Dikutip dari Harian Kompas, 18 Desember 2016, dalam Kamus Bahasa Jawa SA Mangunsuwito, kata klithih tidak berdiri tunggal, tetapi merupakan kata ulang, yaitu klithah-klithih.
Sedangkan kata klithah-klithih itu dimaknai sebagai berjalan bolak-balik agak kebingungan. Sama sekali tidak ada unsur kegiatan negatif di sana.
Namun, kini klithah-klithih merujuk pada tindakan negatif atau dipakai untuk menunjuk aksi kekerasan dan kriminalitas.
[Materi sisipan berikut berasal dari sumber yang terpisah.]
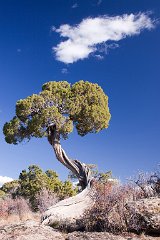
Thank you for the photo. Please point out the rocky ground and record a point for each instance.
(32, 230)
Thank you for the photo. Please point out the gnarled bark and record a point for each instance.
(82, 172)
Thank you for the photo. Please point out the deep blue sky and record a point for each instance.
(129, 75)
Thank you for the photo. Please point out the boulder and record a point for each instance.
(29, 230)
(67, 213)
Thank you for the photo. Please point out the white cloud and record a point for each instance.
(19, 50)
(75, 5)
(99, 2)
(4, 179)
(64, 70)
(92, 33)
(98, 56)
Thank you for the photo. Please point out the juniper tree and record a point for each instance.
(54, 111)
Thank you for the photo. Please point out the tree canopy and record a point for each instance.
(83, 105)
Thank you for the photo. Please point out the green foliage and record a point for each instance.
(83, 105)
(33, 181)
(11, 187)
(2, 194)
(93, 168)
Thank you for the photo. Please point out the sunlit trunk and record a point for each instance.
(79, 169)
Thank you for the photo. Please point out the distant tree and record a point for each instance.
(93, 172)
(34, 182)
(52, 114)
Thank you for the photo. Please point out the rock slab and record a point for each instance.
(67, 212)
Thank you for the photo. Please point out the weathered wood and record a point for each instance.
(69, 211)
(82, 172)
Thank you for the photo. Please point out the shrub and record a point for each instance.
(110, 212)
(45, 199)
Bahkan kata itu juga dipakai sebagian yakni menjadi klitih.
Baca juga: #DIYdaruratklitih Ramai di Twitter, Apa Itu Klitih?
Lebih parahnya lagi, klitih kini dijadikan suatu aksi kekerasan oleh remaja di Yogyakarta.
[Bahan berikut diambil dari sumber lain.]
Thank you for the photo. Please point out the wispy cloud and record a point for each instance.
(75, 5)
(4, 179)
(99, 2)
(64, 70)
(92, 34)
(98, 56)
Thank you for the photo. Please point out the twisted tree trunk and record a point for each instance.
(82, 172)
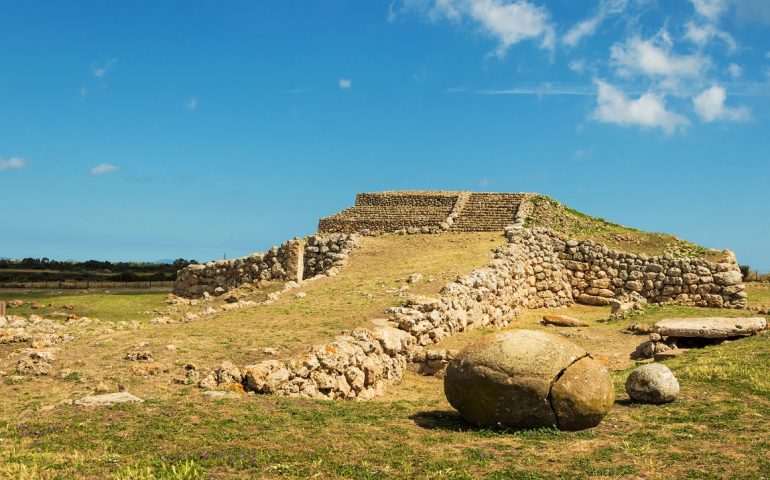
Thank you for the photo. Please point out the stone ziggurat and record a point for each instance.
(537, 268)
Bahkan beberapa kasus kriminalitas yang merujuk pada klitih, pelakunya masih berusia remaja atau masih berstatus pelajar/siswa sekolah.
Yang paling baru, kasus klitih merenggut korban jiwa yang masih berusia 16 tahun pada 9 Januari 2020. Korban klitih ini menjadi sasaran klitih di daerah Bantul DIY pada Desember 2019 yang lalu.
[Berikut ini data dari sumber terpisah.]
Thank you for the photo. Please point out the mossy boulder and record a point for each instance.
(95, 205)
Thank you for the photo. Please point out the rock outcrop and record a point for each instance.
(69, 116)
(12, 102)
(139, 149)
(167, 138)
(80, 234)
Dulunya, klitih ini merujuk pada kekerasan di kalangan remaja atau kelompok kriminal pelajar (geng pelajar) di Kota Yogyakarta.
Diberitakan Harian Kompas, geng pelajar ini juga pernah muncul di era 1990-an. Tiga tahun berselang, tepatnya pada 7 Juli 1993, Kepolisian Wilayah (Polwil) DIY mulai memetakan keberadaan geng remaja di Yogyakarta.
Kemudian pada tahun 2000-an, tawuran antarpelajar mulai menggeliat kembali. Hingga membuat was-was Wali Kota kala itu dijabat Herry Zudianto.